While we do release a lot of material on our website that is subscriber-only, we also release a ton of material completely for free. The documentation for TCA contains numerous articles and tutorials, including a massive tutorial building a complex app from scratch that demonstrates domain modeling, navigation, dependencies, testing, and more.

TCA does not describe itself as a “functional programming” library, and never has. At the end of the day Swift is not a functional language, and so there is no way to force functional patterns at compile time, such as “pure” functions. And so familiarity of “functional programming” is not necessary.

However, certain concepts of functional programming languages are quite important to us, and we have used those concepts to guide aspects of the library.

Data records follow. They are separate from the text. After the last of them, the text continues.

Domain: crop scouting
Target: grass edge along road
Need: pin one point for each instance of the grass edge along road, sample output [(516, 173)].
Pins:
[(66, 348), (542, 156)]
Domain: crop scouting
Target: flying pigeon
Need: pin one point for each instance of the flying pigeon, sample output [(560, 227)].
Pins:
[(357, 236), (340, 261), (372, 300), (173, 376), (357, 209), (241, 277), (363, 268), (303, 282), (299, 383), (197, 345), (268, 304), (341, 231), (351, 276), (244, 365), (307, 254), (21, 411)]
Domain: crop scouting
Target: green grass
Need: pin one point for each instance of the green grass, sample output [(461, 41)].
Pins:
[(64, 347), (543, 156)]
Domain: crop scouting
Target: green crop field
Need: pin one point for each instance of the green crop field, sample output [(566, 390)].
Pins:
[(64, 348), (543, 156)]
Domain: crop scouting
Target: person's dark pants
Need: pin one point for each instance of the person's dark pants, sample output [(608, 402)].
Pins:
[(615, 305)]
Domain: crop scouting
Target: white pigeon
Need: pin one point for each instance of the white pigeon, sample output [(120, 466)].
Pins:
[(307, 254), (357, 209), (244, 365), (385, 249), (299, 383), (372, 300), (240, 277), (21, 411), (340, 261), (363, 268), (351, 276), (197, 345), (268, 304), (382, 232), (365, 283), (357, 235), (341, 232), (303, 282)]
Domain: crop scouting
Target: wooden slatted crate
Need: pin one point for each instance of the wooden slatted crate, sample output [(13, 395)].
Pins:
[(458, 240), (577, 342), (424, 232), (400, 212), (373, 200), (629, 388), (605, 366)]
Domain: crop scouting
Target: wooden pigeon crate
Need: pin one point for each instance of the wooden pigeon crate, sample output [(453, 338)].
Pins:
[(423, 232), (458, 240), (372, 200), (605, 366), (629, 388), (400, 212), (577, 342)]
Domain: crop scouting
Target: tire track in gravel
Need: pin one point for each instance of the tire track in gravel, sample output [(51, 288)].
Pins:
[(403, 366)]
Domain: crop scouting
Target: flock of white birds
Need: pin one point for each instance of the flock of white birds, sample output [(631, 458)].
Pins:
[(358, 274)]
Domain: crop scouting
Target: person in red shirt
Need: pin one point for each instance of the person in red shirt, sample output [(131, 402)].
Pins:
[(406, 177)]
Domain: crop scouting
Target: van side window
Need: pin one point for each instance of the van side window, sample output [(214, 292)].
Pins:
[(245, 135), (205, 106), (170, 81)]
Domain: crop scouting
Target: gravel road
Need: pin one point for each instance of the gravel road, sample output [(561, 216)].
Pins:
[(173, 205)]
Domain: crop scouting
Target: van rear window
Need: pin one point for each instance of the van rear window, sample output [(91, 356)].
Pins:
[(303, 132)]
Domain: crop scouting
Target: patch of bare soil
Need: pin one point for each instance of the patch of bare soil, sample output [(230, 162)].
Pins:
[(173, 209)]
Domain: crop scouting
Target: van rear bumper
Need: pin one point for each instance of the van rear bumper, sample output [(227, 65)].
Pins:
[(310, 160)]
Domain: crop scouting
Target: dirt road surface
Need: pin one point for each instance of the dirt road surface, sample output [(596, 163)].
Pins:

For example, a core tenet of the library is to build as much of your domain using value types, which are easy to understand and behaviorless, as opposed to reference types, which allow for “action at a distance”. The library also values separating side effects from pure logic transformations. This allows for great testability, including how side effects execute and feed data back into the system.

However, one does not need to have any prior experience with these concepts. The ideas are imbued into the library and documentation, and so you will gain experience by simply following our materials and demo apps.